The Pros And Cons Of Attending A Small School

I've known since I was in high school that I wanted to attend a small college. When describing my ideal school to my parents, I would say that I would be happy going somewhere small enough that people greeted me by name as I walked between classes. At Rollins College, that's exactly what I got. There are dozens of other reasons going to a small school is an experience like no other—some great, some a little annoying. Still, I'm happy with my decision and wouldn't change it if I could. Here's what I've learned about small schools that set them apart.

Pro: Everyone knows you.

It can really lift your spirits to see someone excitedly waving at you from across the dining hall, and more often than not, you'll run into quite a few familiar faces in your new classes—which is great when you didn't write down the homework. Your friend circles overlap, staff and faculty recognize and remember details about you, and you feel more at home.

Con: Everyone knows you.

Yes, this can be a con as much as a pro. When you just want to roll out of bed and go to class in your pajamas and bedhead, chances are you're going to run into six people you know on your 2 minute commute from your dorm to your first class. Also, because friend groups overlap and everybody knows everybody, small schools make it hard to fly under the radar if you're trying to keep anything on the down low.

Pro: Smaller class sizes.

Your teachers know your name and how well you're doing, and can work with you personally to help you succeed. They’re understanding if something is happening in your life, and are enthusiastic about your endeavors in and out of the classroom. Small group discussions and classroom unity are common and you can really get down and dirty with what you're learning, rather than just sitting in a massive lecture hall.

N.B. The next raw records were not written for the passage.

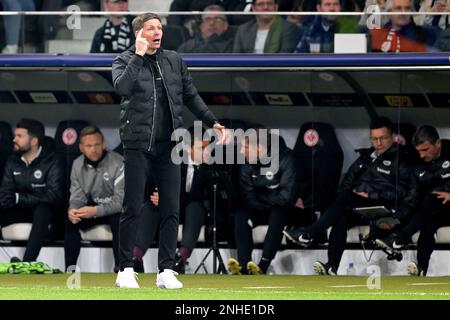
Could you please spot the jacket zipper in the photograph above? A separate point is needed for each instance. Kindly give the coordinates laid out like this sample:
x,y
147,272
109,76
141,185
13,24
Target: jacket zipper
x,y
167,93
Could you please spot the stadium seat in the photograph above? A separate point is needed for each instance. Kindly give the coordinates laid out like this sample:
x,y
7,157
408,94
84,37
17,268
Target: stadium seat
x,y
101,232
174,36
319,164
6,144
16,231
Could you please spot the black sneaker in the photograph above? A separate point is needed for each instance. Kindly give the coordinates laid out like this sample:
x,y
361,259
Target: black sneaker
x,y
15,259
180,265
138,265
324,269
299,236
415,271
390,243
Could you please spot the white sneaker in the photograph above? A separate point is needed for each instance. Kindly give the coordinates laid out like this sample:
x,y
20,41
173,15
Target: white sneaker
x,y
127,279
167,280
10,49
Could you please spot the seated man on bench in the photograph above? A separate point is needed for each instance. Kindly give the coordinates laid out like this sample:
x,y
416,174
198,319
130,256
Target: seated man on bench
x,y
379,177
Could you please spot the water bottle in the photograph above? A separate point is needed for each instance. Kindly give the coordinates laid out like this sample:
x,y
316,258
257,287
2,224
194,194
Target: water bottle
x,y
351,269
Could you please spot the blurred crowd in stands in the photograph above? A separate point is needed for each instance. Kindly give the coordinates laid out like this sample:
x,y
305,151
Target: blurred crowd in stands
x,y
214,32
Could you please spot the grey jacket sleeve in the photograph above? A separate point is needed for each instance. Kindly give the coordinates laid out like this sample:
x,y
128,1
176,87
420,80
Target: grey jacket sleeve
x,y
125,74
77,196
115,205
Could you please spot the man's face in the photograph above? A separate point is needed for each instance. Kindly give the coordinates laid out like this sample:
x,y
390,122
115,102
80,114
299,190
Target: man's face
x,y
152,32
329,6
116,6
92,146
381,140
213,24
429,151
401,6
250,151
197,149
22,140
264,6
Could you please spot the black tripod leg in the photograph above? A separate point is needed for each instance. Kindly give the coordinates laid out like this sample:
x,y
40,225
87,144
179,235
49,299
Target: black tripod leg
x,y
221,269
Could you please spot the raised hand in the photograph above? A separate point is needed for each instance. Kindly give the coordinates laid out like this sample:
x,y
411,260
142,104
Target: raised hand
x,y
141,44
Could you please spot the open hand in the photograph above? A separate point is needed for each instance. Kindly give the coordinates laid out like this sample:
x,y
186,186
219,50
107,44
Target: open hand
x,y
141,44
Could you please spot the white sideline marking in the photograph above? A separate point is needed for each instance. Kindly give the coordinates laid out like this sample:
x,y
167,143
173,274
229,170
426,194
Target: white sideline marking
x,y
428,283
267,287
349,286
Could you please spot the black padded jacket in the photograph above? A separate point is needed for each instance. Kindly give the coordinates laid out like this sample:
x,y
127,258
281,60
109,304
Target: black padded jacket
x,y
133,79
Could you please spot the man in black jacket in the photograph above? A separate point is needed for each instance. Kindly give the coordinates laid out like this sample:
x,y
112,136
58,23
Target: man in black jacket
x,y
116,34
428,199
379,177
214,36
155,85
32,185
266,197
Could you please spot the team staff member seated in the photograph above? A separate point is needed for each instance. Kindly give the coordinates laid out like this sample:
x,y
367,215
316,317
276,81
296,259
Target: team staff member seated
x,y
32,185
379,176
428,199
96,193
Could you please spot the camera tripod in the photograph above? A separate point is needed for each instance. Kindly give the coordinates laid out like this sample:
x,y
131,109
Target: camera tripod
x,y
214,249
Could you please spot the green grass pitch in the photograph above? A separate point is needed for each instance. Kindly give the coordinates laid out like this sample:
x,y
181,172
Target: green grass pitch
x,y
224,287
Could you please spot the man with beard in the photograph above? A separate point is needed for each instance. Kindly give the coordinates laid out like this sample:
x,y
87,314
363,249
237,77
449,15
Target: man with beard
x,y
32,185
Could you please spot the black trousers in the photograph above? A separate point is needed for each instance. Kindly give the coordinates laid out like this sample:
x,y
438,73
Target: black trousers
x,y
139,167
340,217
72,237
429,216
41,216
194,219
276,219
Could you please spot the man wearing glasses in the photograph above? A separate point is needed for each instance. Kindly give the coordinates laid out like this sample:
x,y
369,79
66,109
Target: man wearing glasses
x,y
268,33
379,177
214,36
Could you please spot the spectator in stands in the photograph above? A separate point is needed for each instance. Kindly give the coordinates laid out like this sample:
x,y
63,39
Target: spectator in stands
x,y
32,185
187,21
428,198
153,82
319,36
400,34
214,37
116,34
437,21
13,22
266,33
382,6
266,195
379,176
195,205
96,193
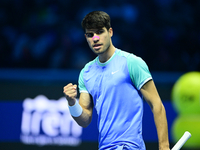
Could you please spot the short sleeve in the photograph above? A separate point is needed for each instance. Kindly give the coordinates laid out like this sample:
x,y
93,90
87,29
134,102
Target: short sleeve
x,y
81,84
138,70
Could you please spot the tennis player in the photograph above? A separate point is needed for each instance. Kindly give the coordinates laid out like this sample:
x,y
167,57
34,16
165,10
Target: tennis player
x,y
115,83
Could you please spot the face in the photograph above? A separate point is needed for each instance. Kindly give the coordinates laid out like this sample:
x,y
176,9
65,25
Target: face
x,y
99,40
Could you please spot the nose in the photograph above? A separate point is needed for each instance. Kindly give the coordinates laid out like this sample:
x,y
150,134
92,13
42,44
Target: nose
x,y
95,37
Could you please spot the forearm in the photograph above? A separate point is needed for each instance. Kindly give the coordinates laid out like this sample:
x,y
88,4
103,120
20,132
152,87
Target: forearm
x,y
161,126
81,115
84,119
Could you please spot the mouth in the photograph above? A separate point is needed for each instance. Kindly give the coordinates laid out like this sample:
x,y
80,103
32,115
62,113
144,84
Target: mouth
x,y
97,46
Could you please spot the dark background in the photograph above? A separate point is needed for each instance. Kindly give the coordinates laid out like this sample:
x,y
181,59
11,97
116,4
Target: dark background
x,y
48,34
42,45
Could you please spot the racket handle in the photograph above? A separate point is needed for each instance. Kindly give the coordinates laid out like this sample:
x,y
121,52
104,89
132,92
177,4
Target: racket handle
x,y
182,141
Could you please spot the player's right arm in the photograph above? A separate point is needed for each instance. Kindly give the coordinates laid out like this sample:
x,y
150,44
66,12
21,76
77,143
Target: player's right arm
x,y
85,101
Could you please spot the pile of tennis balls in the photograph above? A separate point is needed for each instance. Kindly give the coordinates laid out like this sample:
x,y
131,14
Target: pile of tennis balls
x,y
186,101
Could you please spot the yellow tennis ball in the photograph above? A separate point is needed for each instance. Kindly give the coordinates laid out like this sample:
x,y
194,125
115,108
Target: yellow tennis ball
x,y
186,93
189,123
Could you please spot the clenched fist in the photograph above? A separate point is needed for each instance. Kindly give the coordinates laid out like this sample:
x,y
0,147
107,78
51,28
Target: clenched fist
x,y
70,92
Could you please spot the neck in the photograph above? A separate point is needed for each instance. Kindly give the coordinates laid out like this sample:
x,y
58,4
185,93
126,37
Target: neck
x,y
107,54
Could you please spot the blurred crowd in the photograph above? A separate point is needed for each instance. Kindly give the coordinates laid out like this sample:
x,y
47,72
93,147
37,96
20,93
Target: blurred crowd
x,y
48,33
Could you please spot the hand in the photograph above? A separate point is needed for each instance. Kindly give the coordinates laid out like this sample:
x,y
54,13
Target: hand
x,y
70,92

Pro: It's a more personalized experience.

There's more wiggle room when something doesn't suit your needs or learning style. I once had a professor email me the night before a presentation making sure I was still up for it, and when I said that I was, but have bad presentation anxiety, he asked if I had any ideas for a replacement assignment, and I ended up writing him an essay instead. Another time, after seeing “world chocolate day” marked on the dining hall calendar, I emailed the head chef asking if one of the special desserts they planned to celebrate with could be vegan. He responded, “why wait?” and had a vegan chocolate cake waiting for me in the dining hall that Friday. Not all professors and staff members are this kind and lenient, but it's certainly more feasible in small schools, and I’m very grateful!

Con: You can't skate by in class without it going unnoticed.

If you were unwilling to put in the effort for an assignment because you're exhausted or too busy, your professor will likely notice. When you're an A student and get a C on a test, don't be surprised if your professor writes "what happened?" on your exam. Class participation is frequently emphasized (and graded), as is recorded attendance: you're expected to give as much to the class as your professor is. In these ways, going to a small college can be reminiscent of high school.

Pro: It's easier to get involved.

If you have an idea—a new club, a project, an event you want to bring to campus—there’s always a faculty member excited to talk to you about it. With small schools, it's easy to see how much the faculty wants you to succeed, and wants to see you soar.

Pro: More nuanced traditions.

Sure, at big schools you have famous football teams and school spirit that expands well outside of your campus, but there’s something heartwarming about the little schools with characteristics only those who have experienced can truly appreciate. At Rollins College, for one day every spring, a fox statue will appear on the main lawn, indicating that classes are canceled for the day and events like a picnic, face painting, and waterslides will soon follow. It’s traditions like Fox Day that make Rollins unique and loveable. It also creates a sense of fellowship. When you attend a 40,000-student university, seeing a stranger on the other side of the country wearing a shirt from your school may make you say, “woo, go [campus mascot]s!” When that happens for a small school, though, the coincidence results in ecstatic camaraderie and storytelling.

Picking a school is really left to personal preference. There are days where I groan and think, maybe I should have gone with a something different. But that’s something everyone in college thinks from time to time, and if I had picked something different, there are so many wonderful things here I would have missed out on. I think Rollins College was a great choice for me, and its small size is definitely a big factor!